Authentication with HTTP Basic Auth

You can restrict access to all webhooks using HTTP Basic Authentication. When enabled, clients must provide a valid username and password to trigger any script.

Setup:

  1. Create a .htpasswd file: Use the htpasswd utility (commonly available with Apache) to create a file with users and their hashed passwords. The -B flag is recommended for bcrypt hashing.

    # Create a new file with the user 'api'
    htpasswd -B -c .htpasswd api
    # You will be prompted to enter a password for 'api'.
  2. Configure Webhookd: Tell Webhookd where to find the password file using the WHD_PASSWD_FILE environment variable or the --passwd-file flag.

    export WHD_PASSWD_FILE=/path/to/.htpasswd
    webhookd --passwd-file /path/to/.htpasswd

Usage:

Clients must now include the credentials in their requests.

curl -u api:the_password http://localhost:8080/my/secret/hook

Request Signature Verification

Signature verification ensures that incoming webhook requests are authentic (they came from a trusted source) and have not been tampered with. This is more secure than a simple secret token.

To enable signature verification, you must provide a truststore file containing the public keys of trusted clients via WHD_TRUSTSTORE_FILE or --truststore-file.

Webhookd supports two signature schemes:

1. HTTP Signatures

This method follows the IETF draft standard for signing HTTP messages. It is a flexible and robust way to sign requests.

Client Request Example:

curl -X POST \
  -H 'Date: <request-date>' \
  -H 'Signature: keyId="my-key-id",algorithm="rsa-sha256",headers="(request-target) date",signature="<base64-signature>"' \
  http://localhost:8080/echo
Webhookd will use the keyId from the Signature header to look up the corresponding public key in the truststore and verify the signature.

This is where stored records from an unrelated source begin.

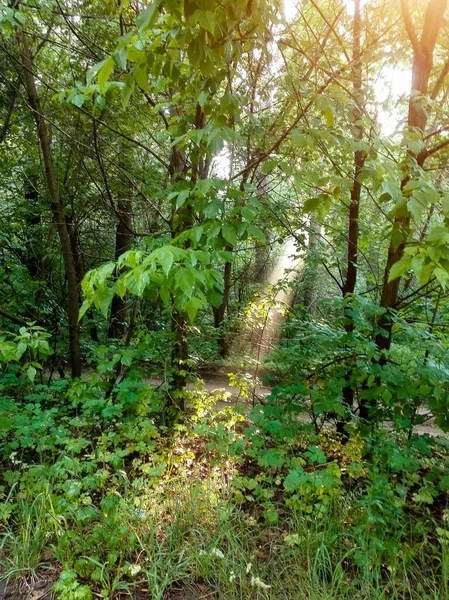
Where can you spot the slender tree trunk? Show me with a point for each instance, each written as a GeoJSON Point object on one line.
{"type": "Point", "coordinates": [423, 50]}
{"type": "Point", "coordinates": [181, 220]}
{"type": "Point", "coordinates": [354, 207]}
{"type": "Point", "coordinates": [123, 238]}
{"type": "Point", "coordinates": [220, 311]}
{"type": "Point", "coordinates": [56, 205]}
{"type": "Point", "coordinates": [310, 287]}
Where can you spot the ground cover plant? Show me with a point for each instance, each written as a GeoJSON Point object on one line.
{"type": "Point", "coordinates": [224, 256]}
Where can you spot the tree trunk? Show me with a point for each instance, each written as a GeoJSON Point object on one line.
{"type": "Point", "coordinates": [354, 207]}
{"type": "Point", "coordinates": [220, 311]}
{"type": "Point", "coordinates": [309, 278]}
{"type": "Point", "coordinates": [57, 209]}
{"type": "Point", "coordinates": [423, 50]}
{"type": "Point", "coordinates": [123, 238]}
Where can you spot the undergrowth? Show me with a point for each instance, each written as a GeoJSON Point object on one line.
{"type": "Point", "coordinates": [102, 498]}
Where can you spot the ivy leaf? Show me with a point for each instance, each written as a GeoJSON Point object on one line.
{"type": "Point", "coordinates": [105, 71]}
{"type": "Point", "coordinates": [293, 479]}
{"type": "Point", "coordinates": [228, 233]}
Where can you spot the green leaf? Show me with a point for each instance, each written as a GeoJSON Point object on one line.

A helper client is available in the repository to forge these signatures.

2. Ed25519 Signatures

This is a simpler signature scheme used by services like Discord. It uses a public-key signature algorithm based on Ed25519.

Client Request Example:

curl -X POST \
  -H 'X-Signature-Ed25519: <hex-encoded-signature>' \
  -H 'X-Signature-Timestamp: <unix-timestamp>' \
  --data '{"payload":"..."}' \
  http://localhost:8080/echo
Webhookd verifies the signature using the request timestamp, the request body, and a public key named default in the truststore.

Securing Communications with TLS (HTTPS)

You can enable TLS to encrypt all traffic to and from the Webhookd server.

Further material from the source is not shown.